Organizers have called for a National General Strike Against the Policies of President Trump on February 17. Many of our clients are asking what their rights are in the event some of their employees choose to participate. Although the aims of the strike appear “political” in nature, a very broad reading could include protesting against the wages and working conditions of employees, especially low-wage employees.
Unless a strike is deemed “intermittent,” a walk-out over wages, hours, or working conditions can be “protected concerted activity” under the National Labor Relations Act. In such circumstances, employers are not permitted to fire or discipline employees who engage in the strike. While the February 17 strike is arguably not over wages, hours, or working conditions, we think it prudent for employers to treat it as protected concerted activity. Meaning that employees who participate should not be disciplined as a result. We reached a similar conclusion with respect to the massive immigration protests on May 1, 2006. Some recent events lead us to believe this conservative approach to this issue remains valid.
Employees who walk off the job on February 17 are very likely to be found engaged in protected activity. In a recent decision, a unanimous National Labor Relations Board (NLRB), including now-Acting Chair Miscimarra, found that a one-day walkout in support of Fight for Fifteen did not constitute an “intermittent” strike, and therefore was protected activity. EYM King of Mo., 365 NLRB No. 16 (January 24, 2017). The Board, in that case, found that it was unreasonable to hold the strike to be intermittent and unprotected based on a campaign around the country including work stoppages both before and after the walkout at issue. Rather, the Board said it was consistent with a notice provided by the Workers Organizing Committee of Kansas City, stating the strike would only last one day. Because the workers were not shown to have engaged in other strike activity, their actions were protected, and the Board ordered discipline against them rescinded. While the particular facts of EYM are distinguishable from the February 17 situation because they were more closely related to working conditions, and, notably, the workers who participated provided advance notice that they would be off the job for only one day, the Board’s unanimous decision shows bi-partisan support for a relatively broad reading of employee rights in this area.

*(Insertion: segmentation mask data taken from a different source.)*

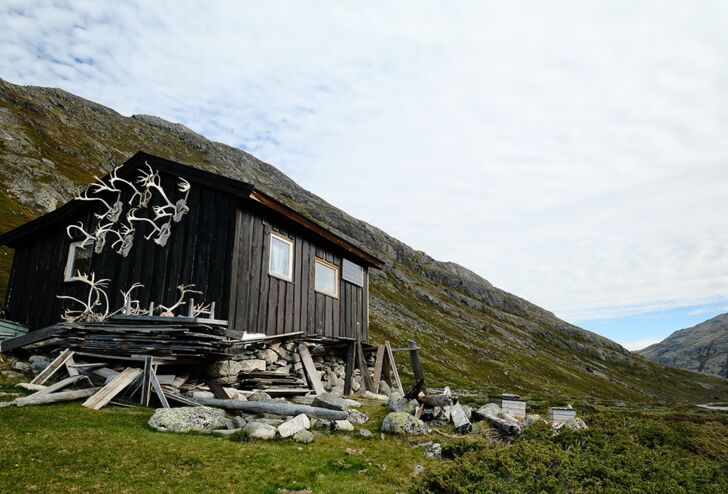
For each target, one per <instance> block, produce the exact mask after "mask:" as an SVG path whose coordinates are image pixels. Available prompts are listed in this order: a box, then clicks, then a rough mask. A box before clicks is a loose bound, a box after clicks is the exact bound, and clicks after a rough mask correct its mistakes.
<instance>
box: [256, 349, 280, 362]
mask: <svg viewBox="0 0 728 494" xmlns="http://www.w3.org/2000/svg"><path fill="white" fill-rule="evenodd" d="M258 356H259V357H260V358H262V359H263V360H265V363H266V364H273V363H275V362H276V361H277V360H278V359H279V355H278V354H277V353H276V352H275V351H273V350H271V349H270V348H269V349H267V350H265V351H262V352H260V354H259V355H258Z"/></svg>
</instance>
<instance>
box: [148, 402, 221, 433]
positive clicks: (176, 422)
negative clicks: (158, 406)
mask: <svg viewBox="0 0 728 494" xmlns="http://www.w3.org/2000/svg"><path fill="white" fill-rule="evenodd" d="M225 425H226V418H225V411H224V410H221V409H219V408H210V407H179V408H157V410H155V412H154V415H152V418H150V419H149V426H150V427H152V428H153V429H156V430H158V431H163V432H192V431H210V430H214V429H220V428H222V427H225Z"/></svg>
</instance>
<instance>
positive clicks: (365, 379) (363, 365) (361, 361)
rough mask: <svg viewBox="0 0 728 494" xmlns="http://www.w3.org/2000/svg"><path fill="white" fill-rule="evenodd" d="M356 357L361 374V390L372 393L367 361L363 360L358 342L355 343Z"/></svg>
mask: <svg viewBox="0 0 728 494" xmlns="http://www.w3.org/2000/svg"><path fill="white" fill-rule="evenodd" d="M356 357H357V361H358V363H359V372H361V385H362V388H363V389H364V391H372V389H373V386H372V379H371V377H369V369H368V368H367V361H366V360H365V359H364V351H363V350H362V348H361V341H360V340H359V341H357V342H356ZM362 392H363V391H362Z"/></svg>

Further, the general counsel recently issued a directive, OM 17-02 (October 3, 2016), to the NLRB regional offices, instructing them to seek “clarity” in potential intermittent strike situations by urging NLRB members to broaden employee protections in intermittent strike situations. A model brief for use by the regions was appended to this operations memorandum. That brief argues the Board should protect even multiple strikes over the same labor dispute, with some limited exceptions. It takes the position that, by not protecting intermittent strikers, the Board has diluted employee rights under Section 7. Once again, the GC’s analysis turns on the existence of a “labor dispute” being the cause of the walk-out. However, one can easily see the general counsel taking cases of striker discipline from February 17 before the NLRB as test cases in an attempt to expand the boundaries of worker protections.
To conclude, employers may have the right to discipline employees for participation on February 17 if they take the position the strike is unrelated to wages, hours, and working conditions. Similarly, there may be a right to discipline for failing to give notice of striking. However, our advice, admittedly conservative, is that employers who take such action may be “buying” expensive test cases before the NLRB. We think a better approach is to communicate with employees requesting notice if they intend to participate on February 17, so alternate arrangements can be made. Employers should also keep track of which employees participate, not as a form of discipline, but to have a record in case further strikes occur, which may make such activities “intermittent” and thus unprotected.
In the event an employer wishes to take a more aggressive approach, and potentially discipline employees for striking on February 17, they may have the right to do so. However, they should seek legal counsel about their specific situation before taking any such action. Once again, it may be best to take a low-key approach to what we hope will be essentially a one-time event.